Alaska Governor Follows Obama’s Example: Uses Pen to Make Policy

The Alaska Governor unilaterally expands Medicaid after the legislature wouldn’t do it.

Barack Obama famously (or infamously) said that, if Congress refused to do his will, he had a pen and phone and would act without them.

Now we find the Alaska governor is following the President’s example. The headline at Newser.com makes the issue clear: “What Legislature? Alaska Gov Expands Medicaid Solo.”

Alaska’s legislature didn’t move to expand Medicaid, so Gov. Bill Walker is doing it on his own. Walker says he plans to accept $146 million in federal funds that his state has access to under the Affordable Care Act in order to cover some 42,000 residents who qualify under the program, Reuters and the New York Times report. Walker, who is just seven months into his term, had made expanding Medicaid a campaign priority. “This is the final option for me,” he says. The Legislative Budget and Audit Committee will now have 45 days to act before Walker accepts the funds; he says he can proceed regardless of how the committee responds.

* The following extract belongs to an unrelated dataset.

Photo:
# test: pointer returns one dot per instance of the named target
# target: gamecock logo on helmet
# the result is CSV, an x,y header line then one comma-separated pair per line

I do not understand how all of this can be legal. What is the point of acknowledging that the Legislative Budget and Audit Committee has 45 days to do something if the governor has the authority to simply expand Medicaid no matter what they say?

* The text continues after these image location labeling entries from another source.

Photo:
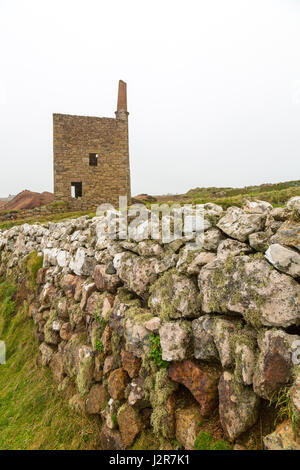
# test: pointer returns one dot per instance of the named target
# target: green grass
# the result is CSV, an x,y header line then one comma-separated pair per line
x,y
155,352
277,194
33,414
283,403
59,217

And it isn’t just about free money. It is about getting residents used to a level of service and then leaving future politicians to deal with the need for more revenue.

The federal government will take on the full cost of the expansion at first, then shave its cut to 90% by 2020.

Of course, point here is that Walker probably doesn’t worry about what might be the case five years from now. Assuming he runs for office in 2018 and is re-elected, his second term will be halfway over. And he is not allowed to have a third consecutive term. So he gains immediate political benefit from taking the money and doesn’t really need to worry about the state’s budgetary obligations that far in the future.

This is the problem with elected rulers. These people hold temporary office and only remain in power by attracting voters. They have every incentive to use public funds in unsustainable ways that will benefit them in the present and buy votes as long as possible.

I know we can’t have kings, but it is worth pointing out that dynastic rulers, for all their problems, had an incentive to worry about the future—the desire to pass on a viable kingdom to an heir. It is similar to the situation with a family-owned business compared to a publicly traded corporation. CEO’s in publicly traded corporations are much more likely to embrace debt as a strategy for growth because they can use the money to make stockholders happy. Eventually, they will move on and someone else will have to figure out how to pay the debt.

When it comes time for Alaska to start paying a greater share, it is quite likely that someone else will be governor. Medicaid is very much like a pension that was funded on the basis of faulty calculations.